Table of Contents
Mean Square Error#
$$ MSE = \frac{1}{n} \sum_{i=1}^{n} (y_i - \hat{y}_i)^2 $$Geometric Interpretation#
MSE is fundamentally a distance measurement in high-dimensional vector space.
Vector Space Perspective#
The number of classifications builds the dimensions (Vector) of our space.
- Prediction vector: \(\hat{y} = (\hat{y}_1, \hat{y}_2, ..., \hat{y}_n)\)

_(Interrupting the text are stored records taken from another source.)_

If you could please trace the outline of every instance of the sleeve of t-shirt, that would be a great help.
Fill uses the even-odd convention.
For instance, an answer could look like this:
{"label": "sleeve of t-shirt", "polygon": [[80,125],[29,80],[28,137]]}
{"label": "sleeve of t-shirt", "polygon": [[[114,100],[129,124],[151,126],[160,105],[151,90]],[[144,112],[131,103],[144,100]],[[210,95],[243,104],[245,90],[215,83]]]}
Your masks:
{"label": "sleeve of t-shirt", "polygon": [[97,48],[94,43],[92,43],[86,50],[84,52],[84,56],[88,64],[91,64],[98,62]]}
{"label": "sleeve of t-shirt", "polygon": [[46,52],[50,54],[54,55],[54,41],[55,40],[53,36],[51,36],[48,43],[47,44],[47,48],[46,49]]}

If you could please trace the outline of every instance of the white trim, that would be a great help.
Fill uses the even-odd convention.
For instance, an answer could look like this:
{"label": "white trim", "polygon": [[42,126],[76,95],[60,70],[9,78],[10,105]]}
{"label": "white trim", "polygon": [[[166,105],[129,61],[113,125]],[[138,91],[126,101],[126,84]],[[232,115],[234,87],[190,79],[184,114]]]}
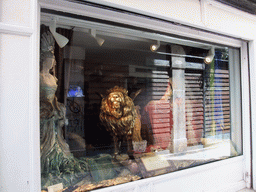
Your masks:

- Label vector: \(y = (y_1, y_2, ..., y_n)\)
Euclidean Distance#
MSE calculates the squared Euclidean distance between prediction and label vectors:
$$ d^2 = \sum_{i=1}^{n} (y_i - \hat{y}_i)^2 $$This is an extension of the Pythagorean theorem to n-dimensions:
2D case:
$$ d = \sqrt{(x_2-x_1)^2 + (y_2-y_1)^2} $$n-D case:
$$ d = \sqrt{\sum_{i=1}^{n} (y_i - \hat{y}_i)^2} $$Why Squared?#
| Reason | Explanation |
|---|---|
| Differentiable | Smooth gradient for optimization |
| Penalizes large errors | Outliers have greater impact |
| Always positive | No sign issues |
| Geometric meaning | Euclidean distance in vector space |
Summary#
MSE is not just a statistical metric—it represents the geometric distance between predictions and ground truth in high-dimensional space, connecting deep learning to classical Euclidean geometry.